We are having a lot of performance issues with our VMs and a lot of staff are complaining that applications are slow and freeze (for example restarting a window server use to take 5-10 sec, and now it take over 5 minute, new windows seems to take half a sec between click and action etc).
I'm having difficulties trying to troubleshoot these issues so i'm trying to start at basic as i have inherited this setup a while back and i have been trying to adapt to changes as needed and not everything that has been done in the past make sense to me.
For our setup we run 2 datacenter that are almost identical, both have a vcenter appliance and replication appliance.
Our infrastructure is composed of a Dell VRTX chassis with 4 blades and 40Tb of shared internal storage on raid 60, vmfs. we run vmware 6.7 u3
Each blade has 4 physical network, 2x1gb and 2x10gb
We have a standard switch on each with the 2x1gb setup, connected to the vmkernel vmk0, default stack
We have also a distributed switch using the 2x10gb for each where everything else is connected.
We went through a major re-ip work recently and basically 172.18.4.0/24 is our management network on main datacenter. 10.4.0.0/16 is remnant of the old network, local only.
So my questions would be :
Am i correct to think that all replication traffic would go through the 1gb management interface ?
Do we have enough vmkernel and is the vmkernel setup look fine
Where do i look for performance issues after that.
i hope that make sense and appreciate any help.
The replication traffic will always go over Management VMkernel unless you mark another VMkernel as "vSphere Replicaiton" one (I recommend creating a new one). Anyways restarting a Windows VM and booting up from 5 sec to 5 minutes seems a little drastic to me.

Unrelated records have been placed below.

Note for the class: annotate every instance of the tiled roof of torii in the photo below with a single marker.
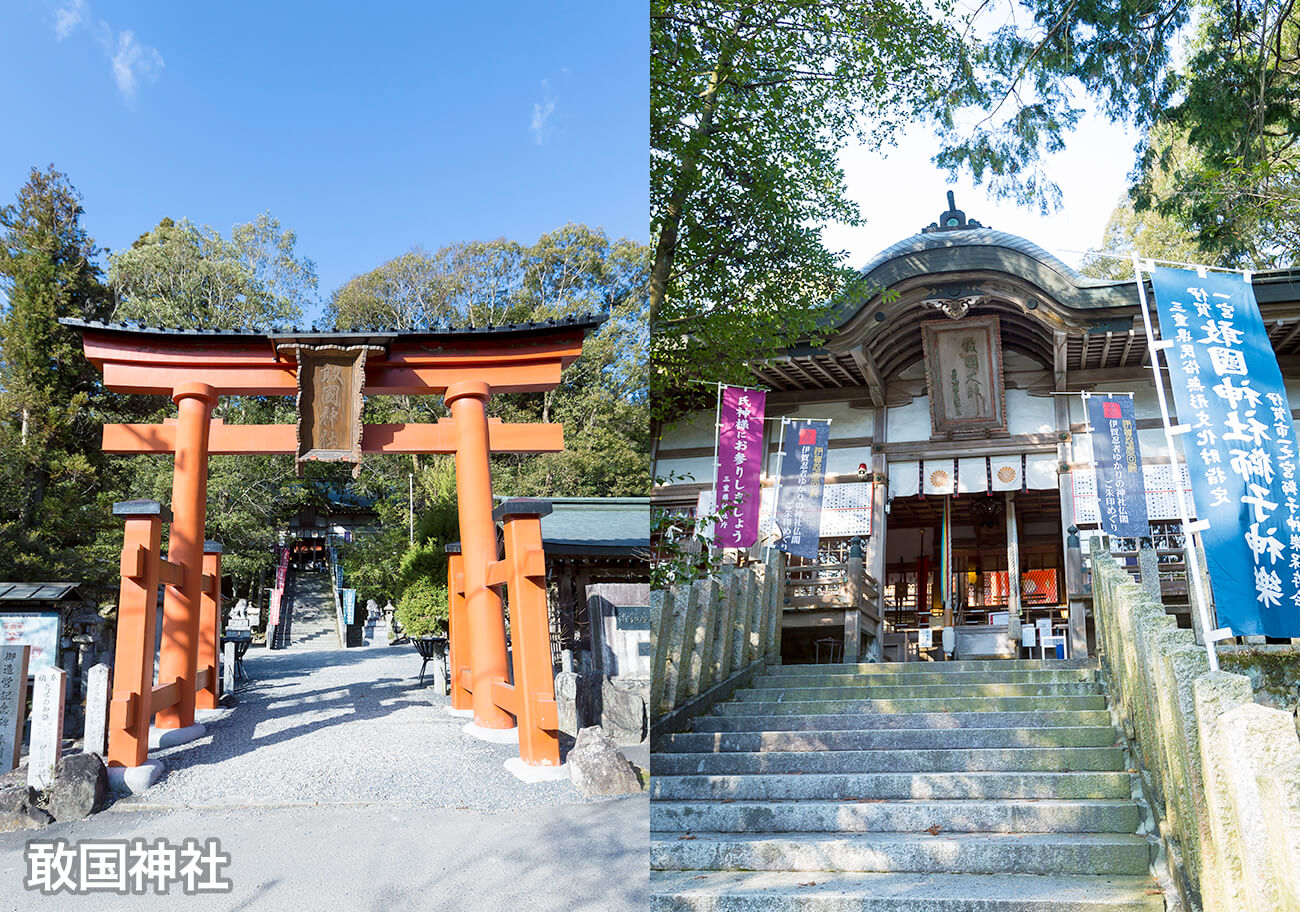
(381, 337)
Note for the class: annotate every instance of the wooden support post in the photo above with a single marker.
(458, 629)
(178, 659)
(130, 709)
(467, 400)
(534, 677)
(209, 625)
(853, 573)
(1013, 577)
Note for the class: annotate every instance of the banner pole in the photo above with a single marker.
(1190, 548)
(776, 490)
(718, 433)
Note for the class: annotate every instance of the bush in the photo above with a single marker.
(423, 609)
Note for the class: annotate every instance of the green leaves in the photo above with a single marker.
(180, 274)
(748, 111)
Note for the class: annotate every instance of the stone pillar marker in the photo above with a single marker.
(13, 703)
(228, 668)
(47, 726)
(96, 709)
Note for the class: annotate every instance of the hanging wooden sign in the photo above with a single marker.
(330, 380)
(963, 374)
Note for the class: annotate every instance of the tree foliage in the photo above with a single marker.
(51, 468)
(748, 109)
(180, 274)
(1225, 163)
(601, 398)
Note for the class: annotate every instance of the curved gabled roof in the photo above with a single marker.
(976, 237)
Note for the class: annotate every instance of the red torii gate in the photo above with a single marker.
(195, 367)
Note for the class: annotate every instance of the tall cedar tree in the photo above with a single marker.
(48, 435)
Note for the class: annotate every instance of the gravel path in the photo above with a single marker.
(339, 784)
(342, 726)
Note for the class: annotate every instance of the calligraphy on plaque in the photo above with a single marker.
(963, 374)
(330, 380)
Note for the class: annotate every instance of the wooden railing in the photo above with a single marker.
(709, 637)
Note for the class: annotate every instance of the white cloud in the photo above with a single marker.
(66, 18)
(130, 61)
(541, 113)
(134, 61)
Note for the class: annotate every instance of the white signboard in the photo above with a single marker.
(35, 629)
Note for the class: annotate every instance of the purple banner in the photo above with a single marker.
(740, 465)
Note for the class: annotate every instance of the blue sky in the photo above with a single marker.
(365, 127)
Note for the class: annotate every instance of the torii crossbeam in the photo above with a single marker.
(329, 373)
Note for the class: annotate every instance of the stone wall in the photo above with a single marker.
(1222, 772)
(713, 632)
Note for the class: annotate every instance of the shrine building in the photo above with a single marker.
(1002, 491)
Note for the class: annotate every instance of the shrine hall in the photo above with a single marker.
(976, 524)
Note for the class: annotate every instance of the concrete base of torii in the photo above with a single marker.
(134, 780)
(525, 773)
(173, 737)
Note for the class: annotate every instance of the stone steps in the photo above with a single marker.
(906, 704)
(960, 786)
(870, 739)
(898, 720)
(1104, 815)
(915, 691)
(937, 667)
(779, 680)
(1061, 760)
(876, 786)
(833, 891)
(902, 852)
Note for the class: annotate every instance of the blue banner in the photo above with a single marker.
(1117, 460)
(1240, 450)
(798, 506)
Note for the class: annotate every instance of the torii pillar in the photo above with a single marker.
(178, 656)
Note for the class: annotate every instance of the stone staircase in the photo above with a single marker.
(312, 621)
(970, 786)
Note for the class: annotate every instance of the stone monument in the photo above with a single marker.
(47, 726)
(13, 702)
(96, 709)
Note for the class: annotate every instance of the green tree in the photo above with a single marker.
(51, 468)
(180, 274)
(1223, 161)
(185, 277)
(749, 107)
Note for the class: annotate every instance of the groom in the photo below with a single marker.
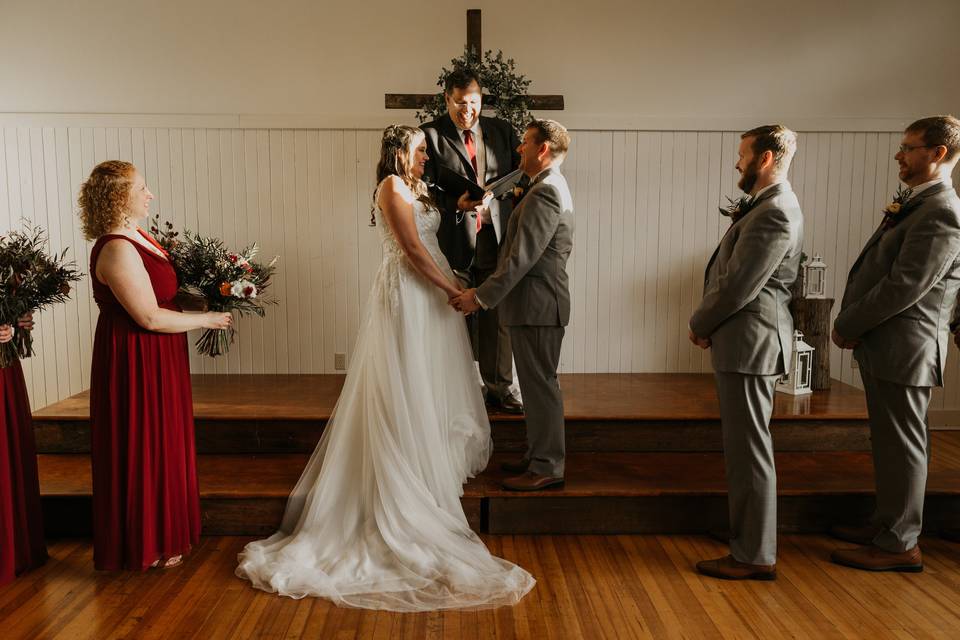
(530, 289)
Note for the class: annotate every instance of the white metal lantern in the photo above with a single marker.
(800, 372)
(815, 278)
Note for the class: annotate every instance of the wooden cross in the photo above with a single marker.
(420, 100)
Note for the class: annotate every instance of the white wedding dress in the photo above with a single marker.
(375, 520)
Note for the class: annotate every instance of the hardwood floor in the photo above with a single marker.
(588, 587)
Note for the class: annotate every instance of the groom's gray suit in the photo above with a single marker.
(530, 289)
(745, 314)
(899, 297)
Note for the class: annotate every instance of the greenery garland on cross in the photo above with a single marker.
(505, 90)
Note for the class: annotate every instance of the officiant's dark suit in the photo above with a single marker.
(473, 252)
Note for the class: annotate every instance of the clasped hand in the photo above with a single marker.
(842, 342)
(465, 302)
(481, 207)
(703, 343)
(25, 322)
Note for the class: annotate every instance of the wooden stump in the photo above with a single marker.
(812, 317)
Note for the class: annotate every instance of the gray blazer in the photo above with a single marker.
(902, 290)
(746, 288)
(530, 285)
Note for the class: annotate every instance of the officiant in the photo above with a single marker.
(480, 149)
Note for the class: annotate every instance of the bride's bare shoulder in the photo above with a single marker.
(394, 188)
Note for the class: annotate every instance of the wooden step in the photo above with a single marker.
(604, 413)
(604, 493)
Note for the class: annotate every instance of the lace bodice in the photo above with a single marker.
(395, 267)
(428, 222)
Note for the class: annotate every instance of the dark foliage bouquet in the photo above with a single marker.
(226, 280)
(30, 279)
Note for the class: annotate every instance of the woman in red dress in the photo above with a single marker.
(146, 504)
(21, 522)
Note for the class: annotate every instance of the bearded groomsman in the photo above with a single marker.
(744, 319)
(895, 315)
(479, 149)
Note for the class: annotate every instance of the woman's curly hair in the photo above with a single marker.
(103, 197)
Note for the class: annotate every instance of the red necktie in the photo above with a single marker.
(472, 154)
(471, 151)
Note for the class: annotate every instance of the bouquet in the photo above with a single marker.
(30, 279)
(227, 280)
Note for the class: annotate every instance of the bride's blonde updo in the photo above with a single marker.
(396, 159)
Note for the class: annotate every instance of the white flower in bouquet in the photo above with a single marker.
(243, 289)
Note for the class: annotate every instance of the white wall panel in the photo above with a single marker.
(646, 222)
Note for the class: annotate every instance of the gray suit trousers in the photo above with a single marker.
(746, 404)
(901, 454)
(536, 351)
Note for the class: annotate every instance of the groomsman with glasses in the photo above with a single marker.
(896, 316)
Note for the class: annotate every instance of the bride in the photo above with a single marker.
(375, 520)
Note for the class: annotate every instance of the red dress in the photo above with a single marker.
(146, 505)
(21, 521)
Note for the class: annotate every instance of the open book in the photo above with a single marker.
(455, 184)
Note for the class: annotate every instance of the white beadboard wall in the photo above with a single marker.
(647, 221)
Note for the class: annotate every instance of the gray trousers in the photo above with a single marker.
(746, 404)
(537, 353)
(901, 454)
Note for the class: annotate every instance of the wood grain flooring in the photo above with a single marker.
(606, 396)
(588, 587)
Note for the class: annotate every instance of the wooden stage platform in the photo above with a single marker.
(644, 456)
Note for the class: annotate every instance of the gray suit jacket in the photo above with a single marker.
(530, 285)
(902, 290)
(746, 289)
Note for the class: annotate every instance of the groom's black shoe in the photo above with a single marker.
(532, 481)
(516, 466)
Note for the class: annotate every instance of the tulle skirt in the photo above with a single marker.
(375, 520)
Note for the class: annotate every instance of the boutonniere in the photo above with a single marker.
(892, 212)
(736, 209)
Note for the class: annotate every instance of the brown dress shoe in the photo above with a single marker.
(727, 568)
(516, 466)
(873, 558)
(862, 535)
(531, 481)
(953, 535)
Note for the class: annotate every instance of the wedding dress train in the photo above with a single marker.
(375, 520)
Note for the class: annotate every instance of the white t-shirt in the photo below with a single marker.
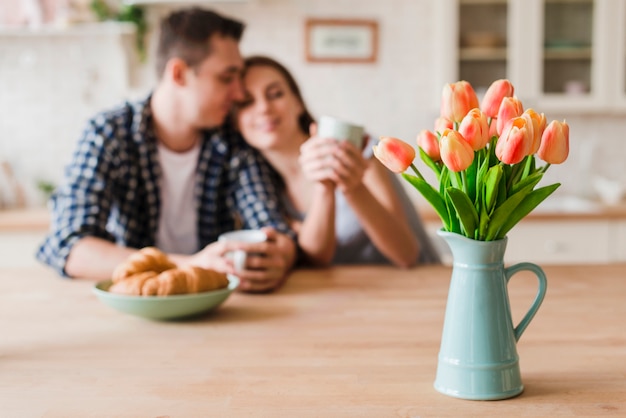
(178, 220)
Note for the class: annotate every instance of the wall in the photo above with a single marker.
(48, 87)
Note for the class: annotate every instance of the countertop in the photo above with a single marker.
(342, 342)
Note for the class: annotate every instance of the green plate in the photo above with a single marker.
(165, 307)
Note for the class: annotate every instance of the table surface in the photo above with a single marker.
(341, 342)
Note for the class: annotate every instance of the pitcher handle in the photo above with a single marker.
(541, 292)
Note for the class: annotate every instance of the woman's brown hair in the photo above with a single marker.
(305, 119)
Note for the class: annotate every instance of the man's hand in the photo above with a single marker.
(267, 263)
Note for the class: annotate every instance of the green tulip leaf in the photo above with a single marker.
(492, 187)
(455, 224)
(483, 223)
(431, 195)
(465, 210)
(529, 166)
(471, 181)
(502, 212)
(525, 207)
(532, 179)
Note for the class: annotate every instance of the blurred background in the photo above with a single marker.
(61, 61)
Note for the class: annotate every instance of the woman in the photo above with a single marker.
(346, 207)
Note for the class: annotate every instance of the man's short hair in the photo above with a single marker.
(186, 34)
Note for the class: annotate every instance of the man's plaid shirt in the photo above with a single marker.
(111, 187)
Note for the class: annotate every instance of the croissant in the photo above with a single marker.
(146, 259)
(156, 280)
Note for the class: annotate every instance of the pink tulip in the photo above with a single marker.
(498, 90)
(456, 153)
(394, 153)
(510, 108)
(475, 129)
(443, 123)
(457, 99)
(515, 141)
(554, 147)
(493, 128)
(428, 141)
(538, 123)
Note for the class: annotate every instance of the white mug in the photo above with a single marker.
(243, 235)
(330, 127)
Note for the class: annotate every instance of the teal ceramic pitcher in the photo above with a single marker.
(478, 356)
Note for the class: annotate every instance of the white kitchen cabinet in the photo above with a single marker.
(560, 54)
(557, 240)
(18, 248)
(560, 242)
(619, 249)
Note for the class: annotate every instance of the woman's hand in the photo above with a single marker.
(332, 162)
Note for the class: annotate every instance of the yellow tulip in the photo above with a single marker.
(515, 141)
(510, 108)
(457, 100)
(475, 129)
(498, 90)
(456, 153)
(554, 147)
(442, 123)
(394, 153)
(428, 141)
(538, 123)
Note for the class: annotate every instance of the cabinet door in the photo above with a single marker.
(571, 56)
(482, 42)
(619, 252)
(559, 54)
(560, 242)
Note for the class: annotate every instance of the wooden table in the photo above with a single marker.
(344, 342)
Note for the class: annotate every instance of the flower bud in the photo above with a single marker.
(498, 90)
(538, 123)
(457, 99)
(428, 141)
(510, 108)
(475, 129)
(442, 124)
(456, 153)
(554, 147)
(515, 141)
(394, 153)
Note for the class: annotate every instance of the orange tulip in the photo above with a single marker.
(475, 129)
(515, 141)
(492, 128)
(554, 147)
(510, 108)
(498, 90)
(538, 123)
(394, 153)
(456, 153)
(457, 99)
(442, 123)
(428, 141)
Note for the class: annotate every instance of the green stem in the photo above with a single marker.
(416, 171)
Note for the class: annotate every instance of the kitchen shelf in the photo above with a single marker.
(482, 54)
(78, 29)
(567, 53)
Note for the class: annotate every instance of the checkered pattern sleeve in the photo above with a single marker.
(256, 197)
(81, 206)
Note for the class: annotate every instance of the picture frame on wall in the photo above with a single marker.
(341, 40)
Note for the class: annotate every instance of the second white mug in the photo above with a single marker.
(239, 257)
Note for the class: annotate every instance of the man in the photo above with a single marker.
(168, 172)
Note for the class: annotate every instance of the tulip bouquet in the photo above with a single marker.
(484, 159)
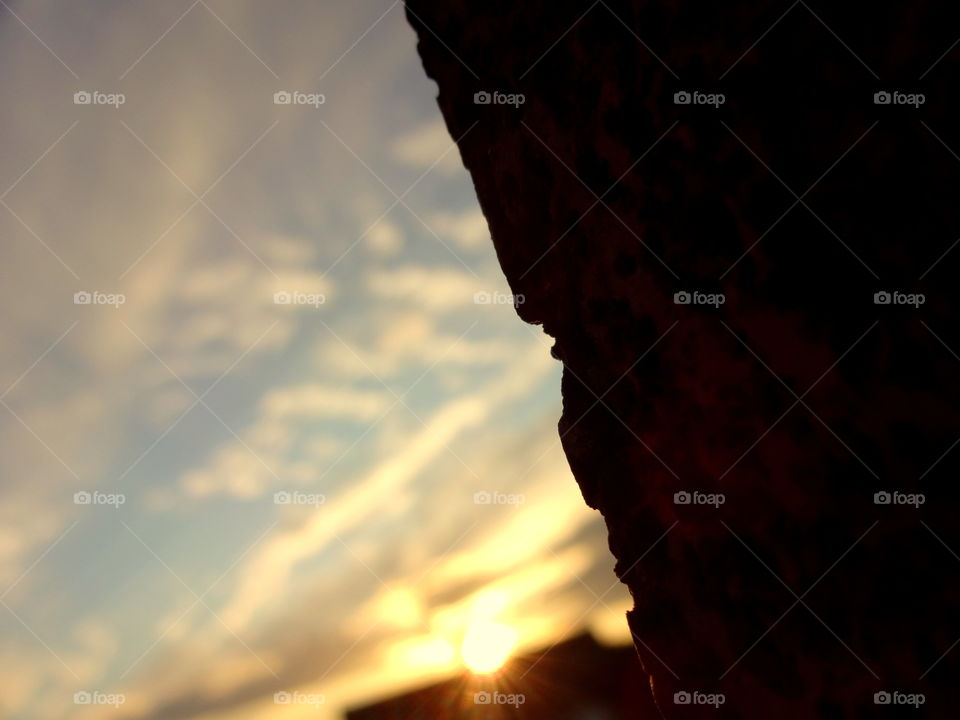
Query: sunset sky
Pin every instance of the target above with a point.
(381, 400)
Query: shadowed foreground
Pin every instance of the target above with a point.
(738, 224)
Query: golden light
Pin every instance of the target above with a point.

I think you should look at Disk Latency and you can monitor that from the VM Performance tab (Virtual Disk and Datastore) and also you can see the ESXi where the VM is located if it is experiencing latency accesing the Datastore.
Also a major concern is that you said it was working fine. What change has been made for all your application and OS to start working that bad?
And to monitor the network usage, latency, packets delivered/dropped, etc. You can see the ESXi and look at the usage of the vmnics.
I will look into making an other vmkernel, does it matter if it's in the same ip range as management interface ?
it wasn't overnight it may have been a progressive change.
looking at stats, i can see some have random spike at 500-1kms but that's very infrequent.
from the datastore point of view :
we do have over 130 VM on that single VMFS but we do not have really much other choice
Hi there! For replication traffic it's always recommended to have a dedicated VMkernel and a dedicated VLAN. If you use 2 VMkernels for management and replication traffic but over the same vlan, the performance won't improve that much
So to be clear everything is local storage, and not anything like vsan, but just local disks?
Have you tried throttling the replication to see if the latency improves?
I'm wondering if your just overloading the local storage. I'd monitor using esxtop and watch the different latency metrics during that time frame
The redesign of your VMkernels and the isolation of traffic in different VLANs will definetely help but only depending on which VMNICs you are configuring them. VLAN Isolation is used for security perspective and for reduce the broadcast domains anyways the Physical NICs are going to be shared by all the VMkernels.
You may also consider having Network I/O Control to give more priority for network usage for the virtual machines, anyways this may not be your issue as you experience some weird latency on the Virtual Disk of your VMs.
On that dashboard where you are showing the top 10 VMs is not so clear, you should review some of the VMs that are facing issues so see if they have Latency on their virtual disk. Also you are saying that you have a single VMFS, what is this VMFS backed by, FCoE, FC, iSCSI? Give us a little more insight about your architecture.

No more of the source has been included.